Change the Conversation was founded by three successful music executives to improve the environment for women in country music. While country music has traditionally been known for its strong female voices, by the 2010s, country radio stations were playing songs by very few female artists. Many in the country music industry felt powerless about changing the gender inequality.
In an attempt to turn their frustration into action and help level the playing field, Leslie Fram, Tracy Gershon and Beverly Keel formed Change the Conversation in late 2014. They held the first meeting on January 2015 with about 40 like-minded music leaders. Each monthly meeting after that doubled in size as the word spread.
In May 2014– just four months after the first meeting—Change the Conversation received a beautifully wrapped gift that couldn’t have come at a better time. Radio consultant Keith Hill told the trade publication Country Radio Aircheck that he advised radio stations not to play too many songs by women and not to play two women back to back. "If you want to make ratings in country radio, take females out," he said "Trust me," he said. "I play great female records, and we've got some right now; they're just not the lettuce in our salad. The lettuce is Luke Bryan and Blake Shelton, Keith Urban and artists like that. The tomatoes of our salad are the females."
The story made national headlines and presented to everyone in black and white what we had been saying. Country radio could no longer deny that females are held to different standards. Not only did Keith Hill help galvanize a movement, he gave it a symbol. Tomato-gate was a hot topic at CMT's recent Next Women of Country show, Martina McBride had shirts printed with the slogan "Tomato," and even a group of fans in for CMA Music Fest sold shirts that said, "Let the Tomatoes Play."
Since then, Change the Conversation has become a movement of several hundred people that is garnering national attention. Artists including Martina McBride, Reba McEntire, and Wanda Jackson have shown their support by participating in events, and companies too numerous to mention have donated their time and money to our cause. We have commissioned research, provided mentoring opportunities for young singer/songwriters and created a safe place for female artists and executives to grow, learn and network.
Change the Conversation have given the 20-something female singer/songwriters a rallying cry that has unified them, challenged them and inspired them while providing a support group of their peers. And as we continue our work, we’re letting people know that women are supporting women – all women – and we’re not competing against one another and rooting for others to fail. A win for one woman is a win for all women.
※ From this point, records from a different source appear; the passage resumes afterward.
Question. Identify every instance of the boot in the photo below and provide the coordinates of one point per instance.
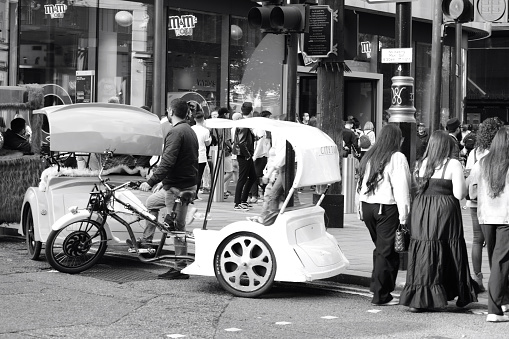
(478, 280)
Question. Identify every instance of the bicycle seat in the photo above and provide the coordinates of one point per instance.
(186, 197)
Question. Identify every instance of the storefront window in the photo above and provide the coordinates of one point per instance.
(125, 52)
(51, 33)
(193, 61)
(256, 66)
(86, 51)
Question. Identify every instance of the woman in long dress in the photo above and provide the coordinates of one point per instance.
(384, 195)
(438, 268)
(488, 182)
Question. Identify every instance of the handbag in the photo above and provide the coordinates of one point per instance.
(402, 239)
(236, 146)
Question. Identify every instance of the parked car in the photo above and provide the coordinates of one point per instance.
(85, 132)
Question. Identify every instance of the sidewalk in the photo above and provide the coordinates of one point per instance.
(353, 239)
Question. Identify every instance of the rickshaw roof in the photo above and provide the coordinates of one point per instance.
(316, 153)
(96, 127)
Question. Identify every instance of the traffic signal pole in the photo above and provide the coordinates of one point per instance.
(292, 41)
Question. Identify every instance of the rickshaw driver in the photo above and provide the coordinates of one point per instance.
(177, 171)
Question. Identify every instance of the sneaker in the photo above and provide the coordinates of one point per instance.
(478, 279)
(173, 274)
(495, 318)
(241, 207)
(255, 219)
(392, 302)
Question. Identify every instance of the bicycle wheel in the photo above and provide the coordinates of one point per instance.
(245, 265)
(76, 247)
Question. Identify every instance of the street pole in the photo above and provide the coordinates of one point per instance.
(433, 121)
(402, 108)
(330, 108)
(292, 41)
(458, 106)
(158, 85)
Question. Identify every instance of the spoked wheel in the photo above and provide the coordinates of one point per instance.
(245, 265)
(76, 247)
(33, 246)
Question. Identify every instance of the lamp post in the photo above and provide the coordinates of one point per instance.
(402, 108)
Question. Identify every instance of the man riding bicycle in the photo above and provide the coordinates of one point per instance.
(177, 172)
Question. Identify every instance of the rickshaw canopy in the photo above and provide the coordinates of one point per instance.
(316, 153)
(96, 127)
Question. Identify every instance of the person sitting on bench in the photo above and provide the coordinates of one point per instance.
(13, 137)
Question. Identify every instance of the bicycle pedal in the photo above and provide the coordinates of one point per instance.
(147, 250)
(169, 228)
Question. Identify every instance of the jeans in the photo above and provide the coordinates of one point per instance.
(477, 242)
(166, 198)
(382, 229)
(497, 238)
(247, 177)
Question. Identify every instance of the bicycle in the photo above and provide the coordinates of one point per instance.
(79, 239)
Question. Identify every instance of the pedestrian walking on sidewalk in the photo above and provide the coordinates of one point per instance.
(245, 138)
(488, 182)
(485, 136)
(384, 198)
(438, 268)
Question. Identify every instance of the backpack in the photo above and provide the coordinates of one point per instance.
(364, 141)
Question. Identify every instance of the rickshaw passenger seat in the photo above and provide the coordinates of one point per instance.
(186, 197)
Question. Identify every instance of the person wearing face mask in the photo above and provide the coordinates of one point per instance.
(423, 137)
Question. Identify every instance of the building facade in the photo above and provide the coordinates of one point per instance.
(92, 50)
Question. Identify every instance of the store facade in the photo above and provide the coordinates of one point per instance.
(97, 49)
(91, 51)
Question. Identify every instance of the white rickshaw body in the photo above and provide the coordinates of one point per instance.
(303, 249)
(86, 129)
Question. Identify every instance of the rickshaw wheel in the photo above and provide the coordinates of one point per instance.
(33, 246)
(76, 247)
(245, 265)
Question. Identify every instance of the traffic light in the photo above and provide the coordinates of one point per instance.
(275, 17)
(458, 10)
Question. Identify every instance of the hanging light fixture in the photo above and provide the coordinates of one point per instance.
(235, 32)
(124, 18)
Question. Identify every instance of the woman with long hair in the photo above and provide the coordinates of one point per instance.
(438, 268)
(483, 139)
(488, 182)
(384, 198)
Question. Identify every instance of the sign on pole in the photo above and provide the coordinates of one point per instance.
(396, 55)
(318, 43)
(85, 86)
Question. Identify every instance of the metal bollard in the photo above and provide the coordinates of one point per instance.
(348, 187)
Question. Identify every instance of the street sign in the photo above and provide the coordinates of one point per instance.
(318, 42)
(386, 1)
(396, 55)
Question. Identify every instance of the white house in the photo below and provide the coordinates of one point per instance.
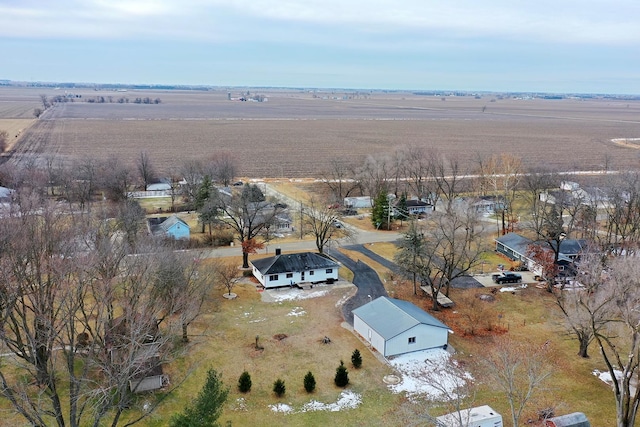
(396, 327)
(294, 269)
(357, 202)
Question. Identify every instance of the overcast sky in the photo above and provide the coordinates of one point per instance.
(584, 46)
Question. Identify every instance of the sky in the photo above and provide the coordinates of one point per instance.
(565, 46)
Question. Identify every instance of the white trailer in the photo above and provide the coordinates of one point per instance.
(482, 416)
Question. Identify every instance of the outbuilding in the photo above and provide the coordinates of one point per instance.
(577, 419)
(395, 327)
(481, 416)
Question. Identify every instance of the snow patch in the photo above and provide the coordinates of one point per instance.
(513, 288)
(297, 311)
(346, 400)
(281, 407)
(421, 371)
(294, 294)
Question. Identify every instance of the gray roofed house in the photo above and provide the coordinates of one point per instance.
(396, 327)
(295, 269)
(169, 227)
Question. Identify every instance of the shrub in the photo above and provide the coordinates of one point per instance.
(244, 382)
(279, 387)
(342, 375)
(309, 382)
(207, 407)
(356, 359)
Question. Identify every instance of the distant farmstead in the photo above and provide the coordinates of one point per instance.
(172, 227)
(295, 269)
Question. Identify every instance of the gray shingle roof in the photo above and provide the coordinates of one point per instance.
(286, 263)
(161, 225)
(390, 317)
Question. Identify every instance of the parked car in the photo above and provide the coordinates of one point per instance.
(506, 277)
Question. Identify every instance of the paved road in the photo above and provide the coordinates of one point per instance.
(366, 280)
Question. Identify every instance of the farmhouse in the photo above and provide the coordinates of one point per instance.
(518, 248)
(295, 269)
(171, 226)
(358, 202)
(396, 327)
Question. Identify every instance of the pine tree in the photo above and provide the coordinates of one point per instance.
(309, 382)
(207, 407)
(244, 382)
(356, 359)
(279, 387)
(342, 375)
(380, 211)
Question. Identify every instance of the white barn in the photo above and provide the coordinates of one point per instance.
(396, 327)
(294, 269)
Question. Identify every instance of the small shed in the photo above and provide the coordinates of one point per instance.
(481, 416)
(171, 226)
(577, 419)
(395, 327)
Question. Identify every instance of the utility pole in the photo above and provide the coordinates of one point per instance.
(301, 220)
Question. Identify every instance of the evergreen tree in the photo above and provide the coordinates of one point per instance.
(380, 211)
(309, 382)
(207, 407)
(203, 192)
(342, 375)
(356, 359)
(244, 382)
(279, 387)
(402, 209)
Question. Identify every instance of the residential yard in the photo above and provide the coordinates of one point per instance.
(529, 315)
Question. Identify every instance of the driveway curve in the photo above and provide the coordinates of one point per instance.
(366, 280)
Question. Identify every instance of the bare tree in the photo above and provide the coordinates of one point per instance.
(115, 178)
(227, 274)
(192, 174)
(622, 210)
(324, 223)
(374, 175)
(501, 175)
(224, 168)
(519, 371)
(145, 168)
(445, 249)
(246, 215)
(4, 140)
(583, 319)
(340, 177)
(76, 317)
(611, 308)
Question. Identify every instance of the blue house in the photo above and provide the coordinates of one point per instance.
(172, 227)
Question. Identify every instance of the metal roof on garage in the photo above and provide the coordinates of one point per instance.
(390, 317)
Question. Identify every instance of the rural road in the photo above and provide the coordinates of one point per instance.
(366, 280)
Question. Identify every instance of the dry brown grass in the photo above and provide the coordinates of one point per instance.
(295, 135)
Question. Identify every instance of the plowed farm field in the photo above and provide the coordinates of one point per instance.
(299, 133)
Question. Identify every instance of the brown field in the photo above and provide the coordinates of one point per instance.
(297, 135)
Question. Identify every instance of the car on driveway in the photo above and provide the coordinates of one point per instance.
(506, 277)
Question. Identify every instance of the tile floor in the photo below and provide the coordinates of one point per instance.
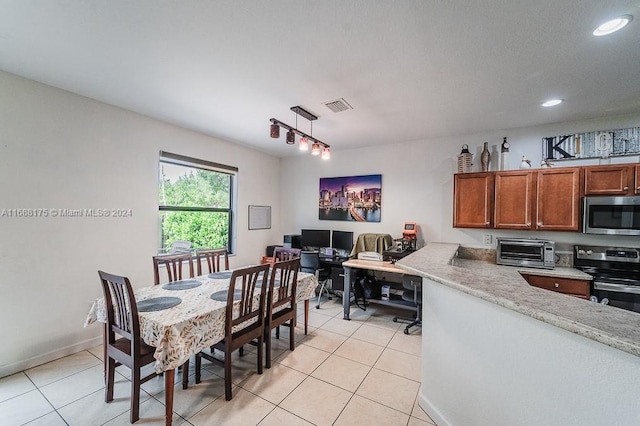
(360, 372)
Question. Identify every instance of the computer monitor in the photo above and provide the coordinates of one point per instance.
(318, 238)
(342, 240)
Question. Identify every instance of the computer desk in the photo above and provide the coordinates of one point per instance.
(371, 265)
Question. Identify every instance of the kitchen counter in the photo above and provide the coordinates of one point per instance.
(504, 286)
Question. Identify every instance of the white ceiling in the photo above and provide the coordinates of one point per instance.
(411, 69)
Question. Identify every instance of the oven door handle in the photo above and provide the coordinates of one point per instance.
(616, 287)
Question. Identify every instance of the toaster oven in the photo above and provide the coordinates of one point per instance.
(531, 253)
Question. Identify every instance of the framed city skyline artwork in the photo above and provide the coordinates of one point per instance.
(350, 198)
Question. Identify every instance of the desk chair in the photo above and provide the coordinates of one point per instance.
(173, 264)
(128, 350)
(310, 262)
(413, 293)
(281, 254)
(216, 260)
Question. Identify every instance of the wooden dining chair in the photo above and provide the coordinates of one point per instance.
(245, 320)
(282, 253)
(281, 302)
(128, 349)
(217, 260)
(173, 265)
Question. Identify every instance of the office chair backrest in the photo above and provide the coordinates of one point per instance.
(283, 253)
(309, 261)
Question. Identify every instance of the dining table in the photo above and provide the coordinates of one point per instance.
(190, 318)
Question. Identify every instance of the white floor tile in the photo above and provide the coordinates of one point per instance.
(400, 363)
(363, 371)
(74, 387)
(244, 409)
(51, 419)
(364, 412)
(316, 401)
(24, 408)
(342, 372)
(61, 368)
(14, 385)
(390, 390)
(280, 417)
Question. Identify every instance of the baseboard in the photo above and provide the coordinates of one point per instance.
(16, 367)
(431, 410)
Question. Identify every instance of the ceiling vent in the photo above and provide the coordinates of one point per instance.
(338, 105)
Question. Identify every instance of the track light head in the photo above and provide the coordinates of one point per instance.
(275, 131)
(291, 137)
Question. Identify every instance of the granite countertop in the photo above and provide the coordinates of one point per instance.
(504, 286)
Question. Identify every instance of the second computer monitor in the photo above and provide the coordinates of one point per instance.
(342, 240)
(315, 238)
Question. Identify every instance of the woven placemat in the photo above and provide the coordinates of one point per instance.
(158, 304)
(221, 275)
(182, 285)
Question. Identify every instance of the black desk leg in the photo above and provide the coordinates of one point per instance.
(346, 293)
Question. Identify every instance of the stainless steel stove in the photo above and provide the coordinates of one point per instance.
(615, 271)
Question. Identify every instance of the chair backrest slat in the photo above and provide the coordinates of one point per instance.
(247, 308)
(122, 311)
(173, 264)
(285, 274)
(215, 259)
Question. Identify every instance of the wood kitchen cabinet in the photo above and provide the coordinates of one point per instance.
(618, 179)
(473, 200)
(558, 199)
(515, 199)
(570, 286)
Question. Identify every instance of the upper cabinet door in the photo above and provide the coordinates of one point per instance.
(558, 199)
(514, 199)
(472, 200)
(609, 180)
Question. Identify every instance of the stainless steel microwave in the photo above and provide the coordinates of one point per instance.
(531, 253)
(611, 215)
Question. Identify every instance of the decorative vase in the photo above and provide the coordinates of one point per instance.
(484, 157)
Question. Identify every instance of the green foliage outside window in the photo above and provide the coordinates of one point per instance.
(207, 194)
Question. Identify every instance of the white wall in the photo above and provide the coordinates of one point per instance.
(417, 182)
(60, 150)
(494, 366)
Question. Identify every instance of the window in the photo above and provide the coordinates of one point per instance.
(196, 202)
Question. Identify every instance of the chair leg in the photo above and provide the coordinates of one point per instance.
(135, 395)
(110, 369)
(268, 345)
(228, 395)
(198, 365)
(260, 353)
(292, 335)
(185, 375)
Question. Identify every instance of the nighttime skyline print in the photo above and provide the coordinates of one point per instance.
(350, 198)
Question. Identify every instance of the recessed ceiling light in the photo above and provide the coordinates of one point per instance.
(613, 25)
(553, 102)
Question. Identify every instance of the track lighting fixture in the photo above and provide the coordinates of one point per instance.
(317, 147)
(275, 131)
(291, 137)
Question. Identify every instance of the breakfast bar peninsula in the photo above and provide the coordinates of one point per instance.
(498, 351)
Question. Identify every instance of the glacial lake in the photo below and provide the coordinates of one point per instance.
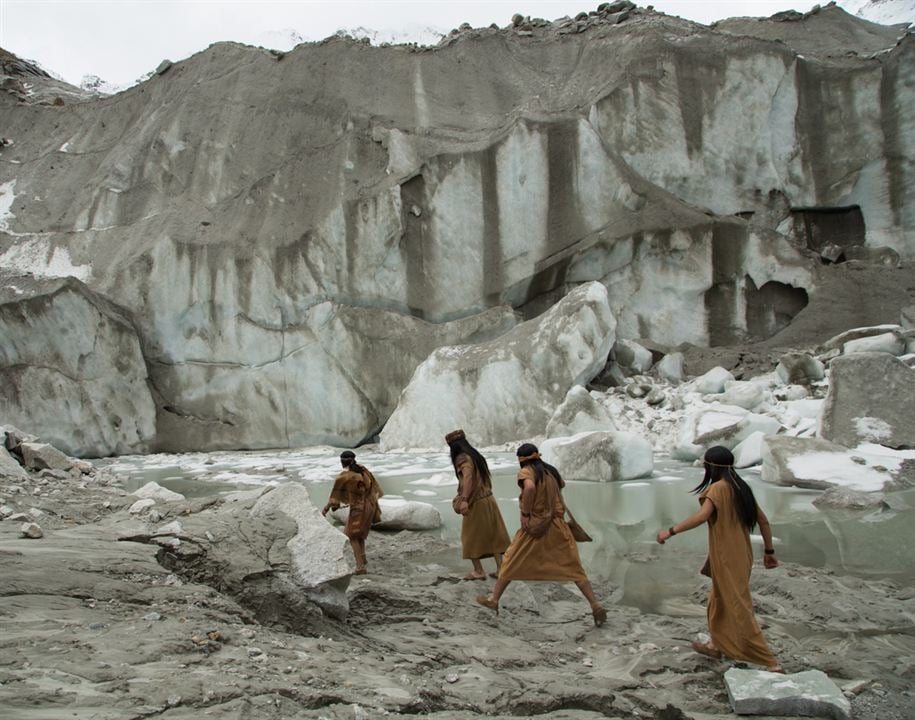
(622, 517)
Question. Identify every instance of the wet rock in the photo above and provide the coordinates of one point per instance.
(155, 491)
(797, 368)
(579, 412)
(808, 693)
(40, 456)
(870, 400)
(600, 456)
(31, 530)
(10, 469)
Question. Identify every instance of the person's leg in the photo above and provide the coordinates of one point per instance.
(478, 572)
(597, 610)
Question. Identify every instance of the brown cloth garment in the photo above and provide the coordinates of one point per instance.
(731, 621)
(483, 532)
(552, 556)
(361, 492)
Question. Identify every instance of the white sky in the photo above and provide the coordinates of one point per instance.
(120, 40)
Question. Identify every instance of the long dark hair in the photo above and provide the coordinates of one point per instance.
(348, 460)
(462, 447)
(537, 464)
(719, 463)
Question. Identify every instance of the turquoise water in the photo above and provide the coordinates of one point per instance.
(622, 517)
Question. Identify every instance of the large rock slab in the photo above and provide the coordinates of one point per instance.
(808, 694)
(820, 465)
(870, 399)
(71, 368)
(506, 388)
(600, 456)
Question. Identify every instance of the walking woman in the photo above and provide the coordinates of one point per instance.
(357, 487)
(543, 548)
(483, 532)
(728, 506)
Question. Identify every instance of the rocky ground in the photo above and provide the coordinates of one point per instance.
(94, 627)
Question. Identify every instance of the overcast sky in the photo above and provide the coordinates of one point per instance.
(120, 40)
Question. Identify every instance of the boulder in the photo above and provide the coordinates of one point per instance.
(670, 368)
(600, 456)
(820, 465)
(10, 469)
(843, 498)
(870, 399)
(890, 342)
(808, 693)
(155, 491)
(748, 452)
(505, 389)
(725, 425)
(838, 342)
(714, 381)
(579, 412)
(71, 368)
(39, 456)
(742, 393)
(797, 368)
(400, 515)
(632, 356)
We are fighting for the generation of girls who are dreaming about a career in music, the ones who will put the music in Music City in 20 years. We don’t want to look back 10 years from now and think that we could have done more to prevent a young girl’s dream from being shattered by being told that she can’t make it as a singer/songwriter simply because she is a woman. It’s important to note that this doesn’t affect just the women who are trying to make a living in country music, but it affects all women because music is an important force in shaping popular culture, which should reflect who we are as a society. We want women to hear their own stories and experiences when they listen to country radio.
We are dedicated to improving the environment for women in music. Our goal is to become obsolete and “to never have this conversation again."